Saturday, December 28, 2024
34.0°F

High-flying pilot stands down

by Hilary Matheson Daily Inter Lake
| January 19, 2016 7:08 AM

 

Life has been quite a ride for U.S. Air Force Maj. Jason “Jaws” Curtis.

On Wednesday, Kalispell native Curtis, 35, wrapped up his three-year stint with the elite U.S. Air Force Thunderbirds in a final flight aboard an F-16 Fighting Falcon at Nellis Air Force Base in Nevada.

“After flying back to Las Vegas, I shut down my F-16 for the last time. My wife, Larissa, showered me with champagne and my daughter, Aurora, sprayed me with a fire hose,” Curtis said. “The entire Thunderbird squadron was there for my farewell.”

Curtis, a solo pilot, has seen life right-side up and upside-down. As the lead solo, Thunderbird No. 5, for the past year, he spent a lot of time inverted, which is why the No. 5 on his jet is upside down, Curtis explained during a phone interview with The Daily Inter Lake. The previous year, he served as Thunderbird No. 6, the opposing solo.

As a Thunderbird, Curtis has flown in 147 air shows in 72 locations — including the 2014 Mountain Madness Air Show in the Flathead Valley — with nine fly-overs for events such as the Super Bowl.

Performing in his hometown was “definitely” one of the most memorable air shows for Curtis, a 1999 Flathead High School graduate who learned to fly at Kalispell City Airport.

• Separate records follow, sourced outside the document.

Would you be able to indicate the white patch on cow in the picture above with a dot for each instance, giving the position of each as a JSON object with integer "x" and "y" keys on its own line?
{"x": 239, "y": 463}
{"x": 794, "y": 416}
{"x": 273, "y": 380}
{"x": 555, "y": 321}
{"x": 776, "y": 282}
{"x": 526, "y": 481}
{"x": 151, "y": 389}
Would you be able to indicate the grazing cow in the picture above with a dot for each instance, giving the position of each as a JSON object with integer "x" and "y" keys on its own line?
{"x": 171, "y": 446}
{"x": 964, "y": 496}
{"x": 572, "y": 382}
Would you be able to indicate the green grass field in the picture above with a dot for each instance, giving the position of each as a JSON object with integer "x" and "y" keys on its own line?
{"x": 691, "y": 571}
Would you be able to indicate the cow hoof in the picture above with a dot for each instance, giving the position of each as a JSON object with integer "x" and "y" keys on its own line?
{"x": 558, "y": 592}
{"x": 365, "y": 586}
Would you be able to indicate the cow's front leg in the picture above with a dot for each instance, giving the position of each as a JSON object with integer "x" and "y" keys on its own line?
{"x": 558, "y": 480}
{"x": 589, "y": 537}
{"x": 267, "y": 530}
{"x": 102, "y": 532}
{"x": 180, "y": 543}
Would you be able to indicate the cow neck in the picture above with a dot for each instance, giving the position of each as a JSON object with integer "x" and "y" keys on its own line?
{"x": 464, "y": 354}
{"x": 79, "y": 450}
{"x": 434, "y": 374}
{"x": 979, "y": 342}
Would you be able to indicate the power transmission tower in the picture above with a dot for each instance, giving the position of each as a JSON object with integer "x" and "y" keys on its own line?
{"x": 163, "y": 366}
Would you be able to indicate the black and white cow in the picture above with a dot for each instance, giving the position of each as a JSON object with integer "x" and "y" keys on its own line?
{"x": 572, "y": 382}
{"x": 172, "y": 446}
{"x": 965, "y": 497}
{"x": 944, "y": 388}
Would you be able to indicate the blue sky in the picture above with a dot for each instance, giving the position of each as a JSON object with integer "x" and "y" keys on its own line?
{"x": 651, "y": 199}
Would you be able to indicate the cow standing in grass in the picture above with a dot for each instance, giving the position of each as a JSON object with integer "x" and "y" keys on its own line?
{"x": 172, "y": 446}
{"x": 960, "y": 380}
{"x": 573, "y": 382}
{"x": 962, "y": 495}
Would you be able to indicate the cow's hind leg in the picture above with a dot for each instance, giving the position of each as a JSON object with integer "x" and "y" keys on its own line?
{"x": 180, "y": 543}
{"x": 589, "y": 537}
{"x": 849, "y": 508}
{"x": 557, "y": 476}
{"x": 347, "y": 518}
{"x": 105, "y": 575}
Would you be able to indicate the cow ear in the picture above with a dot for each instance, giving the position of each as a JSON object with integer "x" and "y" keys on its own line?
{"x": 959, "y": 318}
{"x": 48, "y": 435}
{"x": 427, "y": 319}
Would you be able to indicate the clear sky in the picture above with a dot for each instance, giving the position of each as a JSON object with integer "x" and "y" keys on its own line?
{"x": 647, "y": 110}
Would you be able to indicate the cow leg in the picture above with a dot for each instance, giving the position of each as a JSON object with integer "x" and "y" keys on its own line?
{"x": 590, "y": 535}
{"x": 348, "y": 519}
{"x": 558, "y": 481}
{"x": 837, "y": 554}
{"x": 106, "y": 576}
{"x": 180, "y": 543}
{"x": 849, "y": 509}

“The one thing I really enjoyed at the Kalispell show was a unique chance for me to connect my service to our nation with my local community. To put on a show with the Thunderbirds was something a lot of the community has never seen before,” said Curtis, who recalled that he was just 4 years old in 1985 when he saw the Thunderbirds perform in Kalispell.

“The greatest thing that came out were the mentoring opportunities that arose,” Curtis said.

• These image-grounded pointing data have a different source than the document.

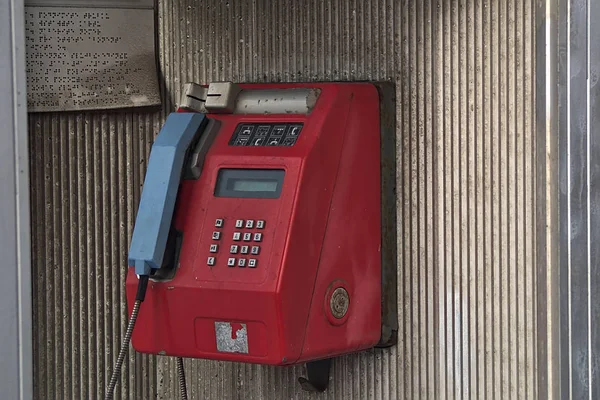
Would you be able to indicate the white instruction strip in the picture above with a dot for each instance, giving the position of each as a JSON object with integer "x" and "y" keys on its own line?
{"x": 87, "y": 55}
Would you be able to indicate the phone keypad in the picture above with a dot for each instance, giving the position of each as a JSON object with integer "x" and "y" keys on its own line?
{"x": 240, "y": 255}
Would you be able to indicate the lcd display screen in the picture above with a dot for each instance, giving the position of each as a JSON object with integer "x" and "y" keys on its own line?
{"x": 250, "y": 183}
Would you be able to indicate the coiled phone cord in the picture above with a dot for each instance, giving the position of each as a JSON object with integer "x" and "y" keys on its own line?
{"x": 124, "y": 347}
{"x": 139, "y": 298}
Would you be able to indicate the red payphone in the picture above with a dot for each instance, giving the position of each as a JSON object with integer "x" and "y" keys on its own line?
{"x": 282, "y": 246}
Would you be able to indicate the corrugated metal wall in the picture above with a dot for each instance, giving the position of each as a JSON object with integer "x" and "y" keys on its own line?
{"x": 579, "y": 155}
{"x": 464, "y": 71}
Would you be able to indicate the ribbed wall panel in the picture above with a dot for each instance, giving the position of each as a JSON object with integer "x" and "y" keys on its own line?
{"x": 465, "y": 117}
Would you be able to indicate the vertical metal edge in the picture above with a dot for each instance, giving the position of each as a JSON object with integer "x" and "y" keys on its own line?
{"x": 389, "y": 259}
{"x": 547, "y": 210}
{"x": 16, "y": 321}
{"x": 24, "y": 300}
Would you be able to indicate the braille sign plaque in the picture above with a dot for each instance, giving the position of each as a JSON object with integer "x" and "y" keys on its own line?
{"x": 83, "y": 55}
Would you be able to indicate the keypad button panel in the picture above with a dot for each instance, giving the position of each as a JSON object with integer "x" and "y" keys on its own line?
{"x": 240, "y": 255}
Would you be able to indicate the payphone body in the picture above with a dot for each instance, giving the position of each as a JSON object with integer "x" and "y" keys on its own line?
{"x": 280, "y": 238}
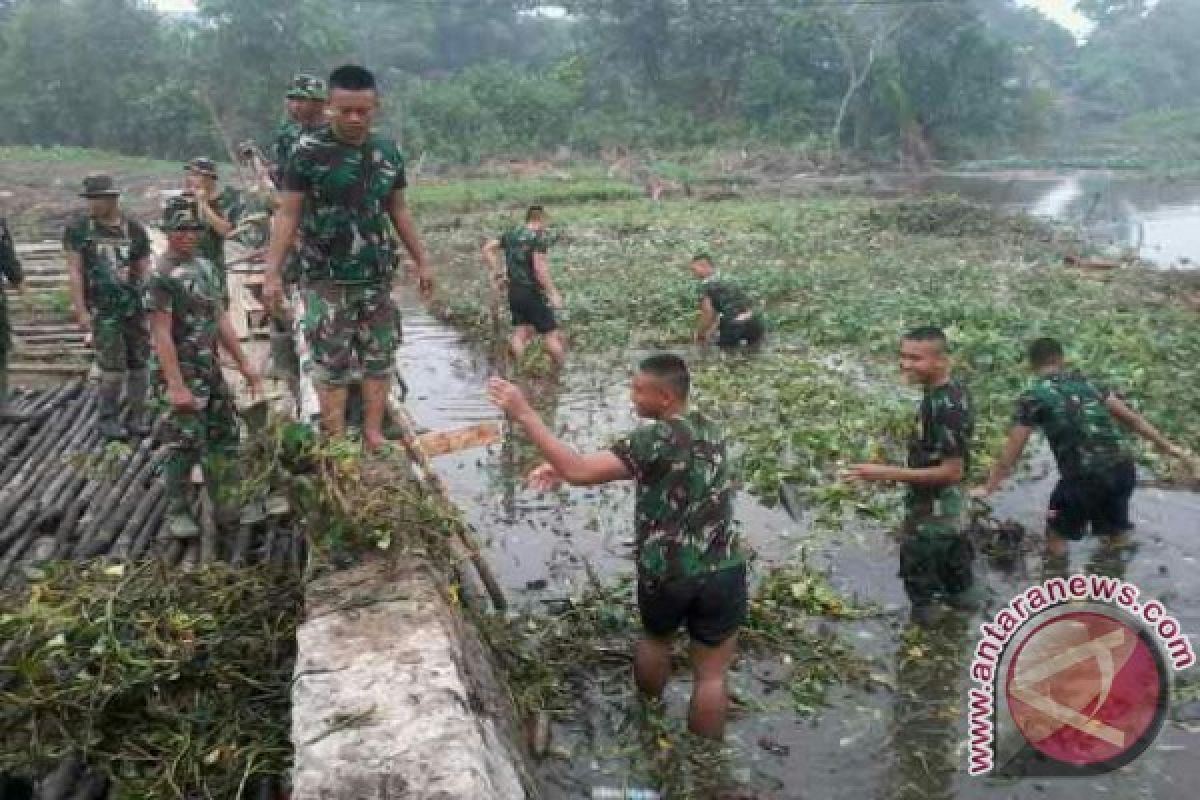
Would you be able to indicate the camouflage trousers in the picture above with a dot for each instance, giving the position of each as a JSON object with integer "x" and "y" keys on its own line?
{"x": 208, "y": 435}
{"x": 935, "y": 554}
{"x": 351, "y": 331}
{"x": 123, "y": 343}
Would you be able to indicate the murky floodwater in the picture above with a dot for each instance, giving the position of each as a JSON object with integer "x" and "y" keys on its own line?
{"x": 905, "y": 739}
{"x": 1155, "y": 218}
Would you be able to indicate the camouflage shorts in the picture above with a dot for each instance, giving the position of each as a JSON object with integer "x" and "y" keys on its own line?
{"x": 935, "y": 558}
{"x": 121, "y": 342}
{"x": 195, "y": 435}
{"x": 351, "y": 331}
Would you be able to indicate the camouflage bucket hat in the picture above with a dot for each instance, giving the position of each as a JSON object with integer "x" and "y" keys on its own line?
{"x": 99, "y": 185}
{"x": 306, "y": 86}
{"x": 179, "y": 212}
{"x": 202, "y": 166}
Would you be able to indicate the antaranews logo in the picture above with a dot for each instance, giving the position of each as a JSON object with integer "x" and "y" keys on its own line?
{"x": 1072, "y": 678}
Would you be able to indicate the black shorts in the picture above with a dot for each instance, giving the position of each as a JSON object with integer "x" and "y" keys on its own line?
{"x": 713, "y": 605}
{"x": 529, "y": 307}
{"x": 749, "y": 332}
{"x": 1098, "y": 500}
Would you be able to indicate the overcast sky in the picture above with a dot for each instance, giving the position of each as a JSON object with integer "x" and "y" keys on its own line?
{"x": 1061, "y": 11}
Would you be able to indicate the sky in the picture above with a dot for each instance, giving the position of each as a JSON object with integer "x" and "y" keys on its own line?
{"x": 1061, "y": 11}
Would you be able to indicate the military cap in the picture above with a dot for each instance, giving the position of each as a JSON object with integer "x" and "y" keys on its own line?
{"x": 202, "y": 166}
{"x": 99, "y": 185}
{"x": 180, "y": 212}
{"x": 306, "y": 86}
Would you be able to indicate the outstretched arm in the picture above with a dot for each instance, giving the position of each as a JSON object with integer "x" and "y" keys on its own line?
{"x": 1139, "y": 425}
{"x": 577, "y": 469}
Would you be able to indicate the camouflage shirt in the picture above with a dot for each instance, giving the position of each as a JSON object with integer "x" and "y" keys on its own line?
{"x": 191, "y": 293}
{"x": 727, "y": 300}
{"x": 109, "y": 254}
{"x": 942, "y": 429}
{"x": 1071, "y": 411}
{"x": 520, "y": 244}
{"x": 286, "y": 137}
{"x": 211, "y": 245}
{"x": 684, "y": 513}
{"x": 348, "y": 190}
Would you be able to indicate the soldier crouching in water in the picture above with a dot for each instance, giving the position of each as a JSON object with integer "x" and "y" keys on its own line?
{"x": 189, "y": 323}
{"x": 108, "y": 257}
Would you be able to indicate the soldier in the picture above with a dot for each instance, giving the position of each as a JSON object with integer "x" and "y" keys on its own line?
{"x": 935, "y": 554}
{"x": 201, "y": 179}
{"x": 108, "y": 257}
{"x": 189, "y": 324}
{"x": 690, "y": 565}
{"x": 1083, "y": 421}
{"x": 305, "y": 102}
{"x": 10, "y": 269}
{"x": 725, "y": 306}
{"x": 341, "y": 186}
{"x": 533, "y": 296}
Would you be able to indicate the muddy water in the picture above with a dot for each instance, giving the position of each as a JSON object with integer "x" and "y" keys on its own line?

In the week prior to the Mountain Madness Air Show, Curtis received a hero’s welcome and talked to audiences at Flathead High School and Flathead Valley Community College, where he also attended school before he went to the U.S. Air Force Academy.

It takes a lot of experience to be a Thunderbirds demonstration pilot.

Curtis has clocked 2,500 hours in an F-16 and 285 hours of combat time in Afghanistan and Libya.

“After coming home from a combat deployment in Afghanistan, it was there that I saw the hardships our soldiers went through on daily basis that didn’t necessarily receive a lot of recognition and praise,” Curtis said. “Their stories need to be told.”

The “Ambassadors in Blue” represent “nearly 700,000 active duty, Air Force Reserve, Air National Guard and civilian airmen,” according to the U.S. Air Force.

Just as athletes have a training preseason, so do the Thunderbirds, practicing twice a day from mid-November to mid-March “at least 94 times,” Curtis said. The result is awe-inspiring precision in tight formations.

“No. 6 is as close as 18 inches away from me with wingtip overlap,” Curtis said of one maneuver. “There really is little room for error.”

Curtis will be grounded for a while as his life takes flight in a new direction.

“I’m sure there will be growing pains,” Curtis said about coming down from 11 years of flying F-16s. “But I welcome it. I welcome broadening my educational experiences in this world.”

Instead of a seat in the cockpit, Curtis will take a seat at Georgetown University’s School of Foreign Service to obtain a master’s degree through the Air Force’s Foreign Policy Fellowship Program.

He will also serve as an intern at the U.S. Department of State working on policy development — unless he hears back on a pending application for a fellowship program at the White House to intern in the executive branch.

“It’s by far the most challenging application I’ve done — 19 pages, mostly essays,” Curtis said, in addition to a letter of recommendation from U.S. Sen. Steve Daines, R-Mont.

His end goal is to work in an embassy for at least two years as a foreign affairs specialist.

Before his family moves to Washington, D.C., in the summer, he hopes to make a stop in Montana to visit family. And no matter where he goes, Curtis said, “I’m extremely proud to be from Montana.”

In the future, Curtis forecasts he will be back in the sky.

“I’ll come back and potentially fly the F-35,” Curtis said in such a way that you could picture him smiling on the other end of the line.